I am in awe of so many of my colleagues, practicing nurses who gift their skills, heart, and energy to patients. Their practice of caritas is far beyond the monetary exchange for which they are contracted as RN or NP.
One of these nurses, a new RN, Facebooked a comment on her day and it was so powerful a statement to me that I asked her for permission to share it. I sent this 'Midweek Encouragement' out to my student nurses, and am sharing it here, by permission of Grace who also provided a gentle encouragement for me to update my blog! (Thank you!)
Psalms
Chapter 13
How long must I carry sorrow in my soul, grief in my heart day after day?
How long will my enemy triumph over me?
Look upon me, answer me, LORD, my God!
Give light to my eyes lest I sleep in death,
Lest my enemy say, "I have prevailed," lest my foes rejoice at my downfall.

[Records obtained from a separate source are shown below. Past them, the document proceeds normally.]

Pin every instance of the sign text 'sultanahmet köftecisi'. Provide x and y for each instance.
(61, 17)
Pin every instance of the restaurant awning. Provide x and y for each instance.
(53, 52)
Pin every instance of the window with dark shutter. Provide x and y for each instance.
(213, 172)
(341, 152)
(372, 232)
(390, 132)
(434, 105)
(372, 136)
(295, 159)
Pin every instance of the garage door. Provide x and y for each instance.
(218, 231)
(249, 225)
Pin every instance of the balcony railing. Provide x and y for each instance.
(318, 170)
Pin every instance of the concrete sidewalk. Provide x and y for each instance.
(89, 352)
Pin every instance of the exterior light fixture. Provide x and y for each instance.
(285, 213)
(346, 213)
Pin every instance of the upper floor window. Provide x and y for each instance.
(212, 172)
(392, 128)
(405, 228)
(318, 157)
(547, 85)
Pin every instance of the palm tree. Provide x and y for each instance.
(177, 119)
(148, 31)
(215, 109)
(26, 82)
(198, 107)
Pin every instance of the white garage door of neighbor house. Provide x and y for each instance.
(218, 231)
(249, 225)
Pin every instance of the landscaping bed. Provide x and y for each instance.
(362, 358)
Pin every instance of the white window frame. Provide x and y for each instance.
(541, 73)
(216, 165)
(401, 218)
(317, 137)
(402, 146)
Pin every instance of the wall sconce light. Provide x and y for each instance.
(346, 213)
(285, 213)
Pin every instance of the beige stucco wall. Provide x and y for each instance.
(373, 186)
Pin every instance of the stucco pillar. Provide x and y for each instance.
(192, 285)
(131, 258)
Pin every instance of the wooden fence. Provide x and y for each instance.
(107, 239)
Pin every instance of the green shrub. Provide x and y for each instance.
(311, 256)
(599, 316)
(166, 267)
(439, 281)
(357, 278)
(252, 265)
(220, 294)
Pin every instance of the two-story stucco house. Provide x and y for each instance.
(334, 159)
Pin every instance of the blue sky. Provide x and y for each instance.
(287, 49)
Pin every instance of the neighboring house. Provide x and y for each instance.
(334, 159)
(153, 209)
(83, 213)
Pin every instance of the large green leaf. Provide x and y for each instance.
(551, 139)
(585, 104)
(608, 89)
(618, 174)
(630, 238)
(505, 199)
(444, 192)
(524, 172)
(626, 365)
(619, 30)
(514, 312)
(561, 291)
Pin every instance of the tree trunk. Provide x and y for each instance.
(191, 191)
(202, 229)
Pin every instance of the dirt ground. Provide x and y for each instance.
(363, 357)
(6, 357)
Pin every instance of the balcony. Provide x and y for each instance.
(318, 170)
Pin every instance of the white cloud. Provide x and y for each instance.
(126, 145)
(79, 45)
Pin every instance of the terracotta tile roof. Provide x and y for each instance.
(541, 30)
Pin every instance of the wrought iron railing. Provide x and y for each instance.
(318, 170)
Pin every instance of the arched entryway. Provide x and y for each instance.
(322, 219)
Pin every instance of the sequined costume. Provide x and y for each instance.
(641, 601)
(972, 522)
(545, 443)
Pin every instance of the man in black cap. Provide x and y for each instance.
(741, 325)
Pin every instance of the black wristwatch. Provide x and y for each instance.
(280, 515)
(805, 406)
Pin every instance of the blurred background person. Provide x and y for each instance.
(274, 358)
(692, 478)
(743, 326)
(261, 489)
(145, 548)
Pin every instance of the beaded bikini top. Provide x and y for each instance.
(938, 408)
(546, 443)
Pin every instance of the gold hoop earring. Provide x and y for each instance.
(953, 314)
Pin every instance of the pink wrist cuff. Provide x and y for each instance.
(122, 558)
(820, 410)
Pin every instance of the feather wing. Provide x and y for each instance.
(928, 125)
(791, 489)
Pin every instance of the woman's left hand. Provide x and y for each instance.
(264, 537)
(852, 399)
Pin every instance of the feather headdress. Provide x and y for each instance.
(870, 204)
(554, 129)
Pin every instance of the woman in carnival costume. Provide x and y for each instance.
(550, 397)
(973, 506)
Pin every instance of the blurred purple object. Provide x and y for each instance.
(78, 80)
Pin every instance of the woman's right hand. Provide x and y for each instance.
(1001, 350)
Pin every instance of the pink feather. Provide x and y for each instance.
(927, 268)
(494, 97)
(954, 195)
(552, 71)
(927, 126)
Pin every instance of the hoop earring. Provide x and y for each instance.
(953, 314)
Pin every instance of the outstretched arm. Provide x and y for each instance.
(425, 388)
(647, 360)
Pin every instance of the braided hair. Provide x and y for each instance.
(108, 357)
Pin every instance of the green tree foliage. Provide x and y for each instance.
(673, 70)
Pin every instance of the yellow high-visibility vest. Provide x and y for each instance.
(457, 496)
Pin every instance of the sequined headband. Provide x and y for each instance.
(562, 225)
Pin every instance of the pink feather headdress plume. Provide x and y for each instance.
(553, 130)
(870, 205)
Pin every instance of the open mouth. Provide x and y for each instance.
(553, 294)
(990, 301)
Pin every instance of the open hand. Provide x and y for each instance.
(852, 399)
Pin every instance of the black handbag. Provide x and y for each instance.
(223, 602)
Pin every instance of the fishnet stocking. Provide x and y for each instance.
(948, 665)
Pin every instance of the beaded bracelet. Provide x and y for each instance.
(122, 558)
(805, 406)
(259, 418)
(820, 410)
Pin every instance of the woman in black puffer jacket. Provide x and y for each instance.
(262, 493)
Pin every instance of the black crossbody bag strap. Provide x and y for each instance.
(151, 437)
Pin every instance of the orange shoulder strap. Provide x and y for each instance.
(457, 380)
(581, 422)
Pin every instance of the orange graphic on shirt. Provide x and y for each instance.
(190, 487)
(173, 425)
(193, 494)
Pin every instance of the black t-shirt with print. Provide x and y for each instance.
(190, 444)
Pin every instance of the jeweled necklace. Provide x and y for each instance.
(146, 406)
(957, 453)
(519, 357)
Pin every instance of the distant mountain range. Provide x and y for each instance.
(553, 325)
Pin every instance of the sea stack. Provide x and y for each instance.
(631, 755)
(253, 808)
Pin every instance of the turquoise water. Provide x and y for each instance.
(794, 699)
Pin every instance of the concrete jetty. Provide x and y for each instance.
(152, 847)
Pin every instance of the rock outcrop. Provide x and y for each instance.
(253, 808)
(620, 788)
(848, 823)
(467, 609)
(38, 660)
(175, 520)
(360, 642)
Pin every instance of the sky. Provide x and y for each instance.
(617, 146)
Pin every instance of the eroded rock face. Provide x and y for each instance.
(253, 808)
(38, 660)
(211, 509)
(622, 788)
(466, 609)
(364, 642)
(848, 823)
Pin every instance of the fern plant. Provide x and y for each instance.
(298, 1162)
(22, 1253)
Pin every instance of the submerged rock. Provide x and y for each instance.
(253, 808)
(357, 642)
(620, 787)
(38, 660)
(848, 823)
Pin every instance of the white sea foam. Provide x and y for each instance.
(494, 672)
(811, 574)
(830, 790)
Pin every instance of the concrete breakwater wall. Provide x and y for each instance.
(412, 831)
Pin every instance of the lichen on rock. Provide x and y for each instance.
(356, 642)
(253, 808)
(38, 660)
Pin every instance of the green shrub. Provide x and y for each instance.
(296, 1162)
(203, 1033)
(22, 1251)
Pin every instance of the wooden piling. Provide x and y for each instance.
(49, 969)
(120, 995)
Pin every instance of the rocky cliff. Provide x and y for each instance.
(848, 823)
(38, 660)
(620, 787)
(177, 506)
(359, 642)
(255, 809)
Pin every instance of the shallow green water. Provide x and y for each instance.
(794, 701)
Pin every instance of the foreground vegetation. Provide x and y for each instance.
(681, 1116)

So many times we think that a smile must be on our face in order for us to demonstrate that we are ‘victorious’ Christians. However, God is not impressed by our ability to look happy even when our hearts are breaking. As nurses, we strive to be professional and upbeat, not to let our personal pain show through to our patients and in the workplace. This is well and good! To be a professional nurse, we recognize that we are there first and foremost to do our job as nurses, not air our private miseries! However, as nurses, often in our professional work grief is the honest and authentic place to be. This often feels problematic for nurses of faith, because we understand the spiritual dimension that is at the heart’s gate, the center point of the person and very much tied in with emotions.
The following was written by a TWU nursing grad. I asked her for permission to share this because I think it shows that being authentic and being professional is possible! I also think it demonstrates how God uses our honesty and redeems our grief.
God's immeasurable love for me inspires me to love and care for my patients as He does for me every day. Each day, I hope that my patients experience God's love and that my care for them is adequate. Today is just one of those days when I question myself - am I doing enough for them? My emotions for one of my patients who passed away affected my care for the rest of my patients. Tears started falling as I was feeding another patient. This patient, who has severe dementia and is non-verbal, started tearing too. What I learned today is emotions are also gifts from God and break through any barriers between humans and also between God and His creations (Grace, TWU Nursing Grad, 2010)
Thank you, Grace, for sharing this moment with us! How amazing that our Redeemer can create a bridge between souls out of tears.
Blessings on the rest of your week, nurses!
What a powerful lesson. Thank you so much for sharing with us.